Common redirect URI patterns

Different MCP clients use different redirect URI formats depending on whether they run locally or remotely.

Local development:

MCP client	Redirect URI
MCP Jam	http://localhost:6274/oauth/callback
Gemini CLI	http://localhost:7777/oauth/callback

Remote or cloud-hosted:

MCP client	Redirect URI
Claude Desktop	https://claude.ai/api/mcp/auth_callback
Custom web app	https://your-app.example.com/oauth/callback

Port numbers for loopback URIs

For loopback IP addresses (localhost and 127.0.0.1), Aembit ignores the port number during redirect URI matching. This means a Client Workload configured with http://localhost:7777/oauth/callback will match requests from any port like http://localhost:8080/oauth/callback or http://localhost:3000/oauth/callback. Wildcards aren’t supported in redirect URIs.

Token handling

This section covers token issuance, validation, and refresh behavior in the MCP authorization flow.

Token audience

The audience claim is a standard JWT claim that identifies the intended recipient of a token - in this case, your MCP server.

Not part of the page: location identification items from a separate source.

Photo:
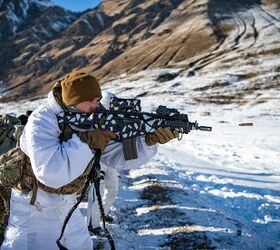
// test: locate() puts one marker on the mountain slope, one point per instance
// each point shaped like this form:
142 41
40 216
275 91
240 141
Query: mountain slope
129 36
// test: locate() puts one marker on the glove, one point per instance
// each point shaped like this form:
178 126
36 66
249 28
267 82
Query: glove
97 139
161 135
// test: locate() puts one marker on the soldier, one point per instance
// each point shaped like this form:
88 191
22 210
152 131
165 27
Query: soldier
59 157
9 130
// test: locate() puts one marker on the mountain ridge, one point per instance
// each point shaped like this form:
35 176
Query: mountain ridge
126 37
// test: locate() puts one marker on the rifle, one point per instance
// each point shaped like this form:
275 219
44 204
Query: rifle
124 117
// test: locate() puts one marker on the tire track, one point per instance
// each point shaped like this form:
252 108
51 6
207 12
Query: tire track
269 18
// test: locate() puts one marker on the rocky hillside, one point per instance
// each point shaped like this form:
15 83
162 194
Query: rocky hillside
44 42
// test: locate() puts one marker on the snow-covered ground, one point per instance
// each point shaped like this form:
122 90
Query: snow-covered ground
218 189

In Aembit, you configure the audience value in your Credential Provider settings. This value must match exactly what your MCP server expects in its token verifier configuration. For example, https://mcp.acme-corp.example.com and https://mcp.acme-corp.example.com/ (with trailing slash) are different values and cause validation to fail.

Credential acquisition

Aembit’s MCP Authorization Server supports acquiring credentials for downstream services through Aembit’s Credential Provider system.

Supported credential types

When an MCP client successfully authenticates, the Authorization Server provides OIDC ID Tokens (JWT tokens) for accessing protected MCP servers.

Configure the credential type in your Access Policy’s Credential Provider settings. See Credential Providers for available options.

Token refresh

OIDC ID Token and Aembit Access Token Credential Providers support optional refresh token configuration for MCP Authorization Server flows. When you enable refresh token support on a Credential Provider, the MCP Authorization Server returns a refresh token alongside the access token during OAuth token requests. Clients can exchange a refresh token for a new access token and a new refresh token, maintaining an active session without completing a new authorization flow.

Key behaviors:

• Single-use tokens - Each refresh token works for a single exchange. Every exchange returns a new refresh token.
• Absolute Token Lifetime - Controls the total duration during which refresh tokens remain valid after the initial token issuance. This lifetime doesn’t reset with each exchange.
• Lifetime constraint - The Absolute Token Lifetime must be greater than the access token Lifetime to allow at least one token exchange.
• MCP-only - The MCP Authorization Server only returns refresh tokens for MCP flows. Agent Proxy flows don’t return refresh tokens, even when you enable this option on the Credential Provider.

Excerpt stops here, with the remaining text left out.